だが、玲奈の視線は、真っ直ぐにモニターのフェスロゴを見据える雫の瞳に注がれていた。いつも一歩引いて、ただ黙々と完璧な音を作り上げることでメンバーを支えてくれている雫。彼女が自分から何かを「やりたい」と欲しがるなんて、今まで一度だってなかったのだ。
(……この子がせっかく見つけた望みを、私の恐怖なんかのせいで潰すわけにはいかないじゃない)
「……それなら私たちも腹を括らないとね。いいよ、私も賛成する」
恐怖よりも、不器用な仲間の純粋な望みを叶えてやりたいという想いが勝ったのだろう。玲奈は己の葛藤を振り切るようにフッと口角を上げ、意見を変えた。
「えっ、玲奈ちゃんまで……!」
琴音は震える両手を胸の前でギュッと握りしめた。誰よりも気が弱くプレッシャーにも弱い彼女にとって、数万人の地鳴りのような歓声は、想像するだけで逃げ出したくなるほどの恐怖に違いない。
けれど、琴音は隣に立つ雫の顔を見つめ、そして小さく息を吐き出した。
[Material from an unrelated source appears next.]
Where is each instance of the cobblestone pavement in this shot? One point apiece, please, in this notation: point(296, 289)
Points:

母親のようにみんなを包み込む琴音の優しさが、足のすくむような恐怖をわずかに上回ったのだ。
「はぁー……。それじゃ、私が反対することもできないよ。……分かった、私もやる」
玲奈の覚悟に背中を押され、琴音もついに恐怖を飲み込み、出演を承諾した。
こうして、四月の新曲リリース、ラジオでのメディア初登場、そして夏休みに控える巨大フェスへの出演が決まった。
彼女たち『渋ガ』の、プロとしての初ライブが、ついに本格的に幕を開けようとしていた。